The Louisiana State Penitentiary at Angola, where 11 inmates have tested positive for COVID-19 as of Monday. Credit: U.S. Justice Action Network

Last week, the Louisiana Department of Health issued a memo to the Department of Public Safety and Corrections (DOC) and the Office of Juvenile Justice (OJJ) advising them on how to prevent the spread of the coronavirus in correctional facilities and juvenile detention centers around the state. 

Many of the guidelines in the memo covered the same things that health officials have been telling the public since the start of the outbreak: inmates and staff should practice proper hygiene, wash their hands, avoid sharing personal items and cover coughs and sneezes. It recommended that masks be worn around sick individuals, that only “trained personnel wearing appropriate personal protective equipment (PPE) have contact with individuals who have or may have COVID-19,” and that people who show symptoms of the virus should be isolated.
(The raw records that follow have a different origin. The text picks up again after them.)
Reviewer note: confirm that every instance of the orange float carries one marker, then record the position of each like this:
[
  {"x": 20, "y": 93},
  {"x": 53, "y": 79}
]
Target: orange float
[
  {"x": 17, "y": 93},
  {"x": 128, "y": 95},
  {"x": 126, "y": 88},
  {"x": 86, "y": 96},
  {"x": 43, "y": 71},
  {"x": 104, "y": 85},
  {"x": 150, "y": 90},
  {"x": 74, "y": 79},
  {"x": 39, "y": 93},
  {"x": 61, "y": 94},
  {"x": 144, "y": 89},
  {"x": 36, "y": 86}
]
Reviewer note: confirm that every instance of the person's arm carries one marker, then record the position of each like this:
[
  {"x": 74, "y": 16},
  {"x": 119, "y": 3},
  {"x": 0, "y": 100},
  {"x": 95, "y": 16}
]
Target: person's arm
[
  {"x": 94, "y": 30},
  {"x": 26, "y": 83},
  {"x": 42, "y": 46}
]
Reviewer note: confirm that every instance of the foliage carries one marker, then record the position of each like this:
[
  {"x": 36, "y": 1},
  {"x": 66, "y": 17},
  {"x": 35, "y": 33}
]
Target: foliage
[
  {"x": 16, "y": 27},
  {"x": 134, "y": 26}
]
The memo also advised staff and prisoners at correctional facilities to adhere to the standard six feet social distancing practices recommended by the Centers for Disease Control and Prevention. If that wasn’t possible, the memo suggested that some inmates should be released.

“If said distance cannot be maintained within the current prison population” and if following all of the above referenced protocols does not protect correctional and detention staff, visitors, and inmates, then OPH recommends that correctional and detention centers work with the District Courts, the Public Defender’s Office, and District Attorney’s Office to reduce the size of the jail population of the least non-violent inmates in order to comply with this recommendation.” 

The Department of Health was clear in its memo about what the consequences could be if their recommendations weren’t followed. 

“If the following measures are not taken, said infectious disease could spread within correctional and detention centers which would overwhelm the state’s medical facilities and which would cause further spread to the citizens of the State of Louisiana,” the memo read. 

Then, hours later, the Department of Health rescinded the recommendations.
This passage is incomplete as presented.